Our function begins by printing the input URL. This is useful for debugging. The code for that is as follows:

/*web_get.c excerpt*/

void parse_url(char *url, char **hostname, char **port, char** path) {
    printf("URL: %s\n", url);

The function then attempts to find :// in the URL. If found, it reads in the first part of the URL as a protocol. Our program only supports HTTP. If the given protocol is not HTTP, then an error is returned. The code for parsing the protocol is as follows:

/*web_get.c excerpt*/

    char *p;
    p = strstr(url, "://");

    char *protocol = 0;
    if (p) {
        protocol = url;
        *p = 0;
        p += 3;
    } else {
        p = url;
    }

    if (protocol) {
        if (strcmp(protocol, "http")) {
            fprintf(stderr,
                    "Unknown protocol '%s'. Only 'http' is supported.\n",
                    protocol);
            exit(1);
        }
    }

In the preceding code, a character pointer, p, is declared. protocol is also declared and set to 0 to indicate that no protocol has been found. strstr() is called to search for :// in the URL. If it is not found, then protocol is left at 0, and p is set to point back to the beginning of the URL. However, if :// is found, then protocol is set to the beginning of the URL, which contains the protocol. p is set to one after ://, which should be where the hostname begins.

If protocol was set, the code then checks that it points to the text http.

At this point in the code, p points to the beginning of the hostname.
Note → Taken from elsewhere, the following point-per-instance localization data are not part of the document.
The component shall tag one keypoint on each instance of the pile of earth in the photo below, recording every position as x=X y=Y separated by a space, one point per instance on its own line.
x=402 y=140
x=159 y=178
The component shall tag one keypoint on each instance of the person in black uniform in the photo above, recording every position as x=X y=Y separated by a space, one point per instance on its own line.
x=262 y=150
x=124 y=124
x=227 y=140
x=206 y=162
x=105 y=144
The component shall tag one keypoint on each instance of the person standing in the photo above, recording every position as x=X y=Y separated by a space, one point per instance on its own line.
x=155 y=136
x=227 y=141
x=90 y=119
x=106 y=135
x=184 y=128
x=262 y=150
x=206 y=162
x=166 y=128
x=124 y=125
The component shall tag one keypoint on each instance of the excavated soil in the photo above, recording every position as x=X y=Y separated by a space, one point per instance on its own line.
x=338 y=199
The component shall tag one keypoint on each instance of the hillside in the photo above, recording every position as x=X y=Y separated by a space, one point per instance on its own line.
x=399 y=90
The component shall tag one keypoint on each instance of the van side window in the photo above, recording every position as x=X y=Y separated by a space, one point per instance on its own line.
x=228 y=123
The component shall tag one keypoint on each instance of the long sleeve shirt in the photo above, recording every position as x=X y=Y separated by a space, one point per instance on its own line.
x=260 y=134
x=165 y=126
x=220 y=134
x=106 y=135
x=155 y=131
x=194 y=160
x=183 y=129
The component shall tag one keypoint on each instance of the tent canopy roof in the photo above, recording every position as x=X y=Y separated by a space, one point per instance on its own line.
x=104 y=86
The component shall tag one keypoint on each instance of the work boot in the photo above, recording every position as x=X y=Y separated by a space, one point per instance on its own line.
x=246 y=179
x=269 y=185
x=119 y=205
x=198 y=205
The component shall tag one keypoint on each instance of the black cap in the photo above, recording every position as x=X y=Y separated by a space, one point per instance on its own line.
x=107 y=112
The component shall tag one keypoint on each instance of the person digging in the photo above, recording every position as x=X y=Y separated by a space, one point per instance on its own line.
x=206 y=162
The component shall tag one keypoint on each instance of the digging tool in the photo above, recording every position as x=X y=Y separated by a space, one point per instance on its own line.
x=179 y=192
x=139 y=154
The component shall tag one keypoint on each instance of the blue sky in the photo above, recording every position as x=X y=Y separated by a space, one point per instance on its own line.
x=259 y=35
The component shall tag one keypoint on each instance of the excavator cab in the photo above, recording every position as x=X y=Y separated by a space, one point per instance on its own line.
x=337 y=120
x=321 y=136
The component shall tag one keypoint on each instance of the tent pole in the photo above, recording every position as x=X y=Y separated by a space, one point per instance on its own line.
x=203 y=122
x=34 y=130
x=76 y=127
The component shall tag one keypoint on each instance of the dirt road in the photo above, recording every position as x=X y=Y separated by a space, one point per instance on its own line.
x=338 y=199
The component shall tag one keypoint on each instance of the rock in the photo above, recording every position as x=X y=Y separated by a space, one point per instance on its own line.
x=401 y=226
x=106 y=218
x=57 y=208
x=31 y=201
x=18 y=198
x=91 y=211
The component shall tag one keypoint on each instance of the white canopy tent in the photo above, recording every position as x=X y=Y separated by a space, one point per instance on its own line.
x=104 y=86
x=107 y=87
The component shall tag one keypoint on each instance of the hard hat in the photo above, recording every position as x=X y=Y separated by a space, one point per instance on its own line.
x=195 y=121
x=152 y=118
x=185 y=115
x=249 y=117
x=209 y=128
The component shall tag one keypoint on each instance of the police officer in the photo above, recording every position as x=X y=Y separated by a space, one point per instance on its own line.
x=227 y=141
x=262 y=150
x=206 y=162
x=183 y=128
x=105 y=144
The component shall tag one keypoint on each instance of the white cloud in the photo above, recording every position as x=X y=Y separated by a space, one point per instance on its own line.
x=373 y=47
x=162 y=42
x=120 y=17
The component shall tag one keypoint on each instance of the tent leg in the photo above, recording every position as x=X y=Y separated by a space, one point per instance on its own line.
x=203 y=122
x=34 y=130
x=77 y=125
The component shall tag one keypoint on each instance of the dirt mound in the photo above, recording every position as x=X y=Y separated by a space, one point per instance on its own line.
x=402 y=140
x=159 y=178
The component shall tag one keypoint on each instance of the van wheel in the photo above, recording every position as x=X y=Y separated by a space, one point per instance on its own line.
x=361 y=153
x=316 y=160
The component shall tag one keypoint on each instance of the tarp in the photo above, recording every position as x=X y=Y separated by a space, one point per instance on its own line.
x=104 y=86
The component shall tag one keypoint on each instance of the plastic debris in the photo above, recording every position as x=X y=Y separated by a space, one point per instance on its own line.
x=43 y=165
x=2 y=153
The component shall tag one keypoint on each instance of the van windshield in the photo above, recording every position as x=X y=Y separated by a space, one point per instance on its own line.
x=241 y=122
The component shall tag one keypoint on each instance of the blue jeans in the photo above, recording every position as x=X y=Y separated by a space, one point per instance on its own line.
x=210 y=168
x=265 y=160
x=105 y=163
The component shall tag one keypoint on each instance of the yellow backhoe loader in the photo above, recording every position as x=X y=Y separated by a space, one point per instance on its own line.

The code can save the hostname into the return variable, hostname. The code must then scan for the end of the hostname by looking for the first colon, slash, or hash. The code for this is as follows:

/*web_get.c excerpt*/

    *hostname = p;
    while (*p && *p != ':' && *p != '/' && *p != '#') ++p;

Once p has advanced to the end of the hostname, we must check whether a port number was found. A port number starts with a colon. If a port number is found, our code returns it in the port variable; otherwise, a default port number of 80 is returned. The code to check for a port number is as follows:

/*web_get.c excerpt*/

    *port = "80";
    if (*p == ':') {
        *p++ = 0;
        *port = p;
    }
    while (*p && *p != '/' && *p != '#') ++p;

After the port number, p points to the document path. The function returns this part of the URL in the path variable. Note that our function omits the first / in the path. This is for simplicity because it allows us to avoid allocating any memory. All document paths start with /, so the function caller can easily prepend that when the HTTP request is constructed.

The code to set the path variable is as follows:

/*web_get.c excerpt*/

    *path = p;
    if (*p == '/') {
        *path = p + 1;
    }
    *p = 0;

The code then attempts to find a hash, if it exists. If it does exist, it is overwritten with a terminating null character. This is because the hash is never sent to the web server and is ignored by our HTTP client.

The code that advances to the hash is as follows:

/*web_get.c excerpt*/

    while (*p && *p != '#') ++p;
    if (*p == '#') *p = 0;

Our function has now parsed out the hostname, port number, and document path. It then prints out these values for debugging purposes and returns. The final code for the parse_url() function is as follows:

/*web_get.c excerpt*/

    printf("hostname: %s\n", *hostname);
    printf("port: %s\n", *port);
    printf("path: %s\n", *path);
}

Now that we have code to parse a URL, we are one step closer to building an entire HTTP client.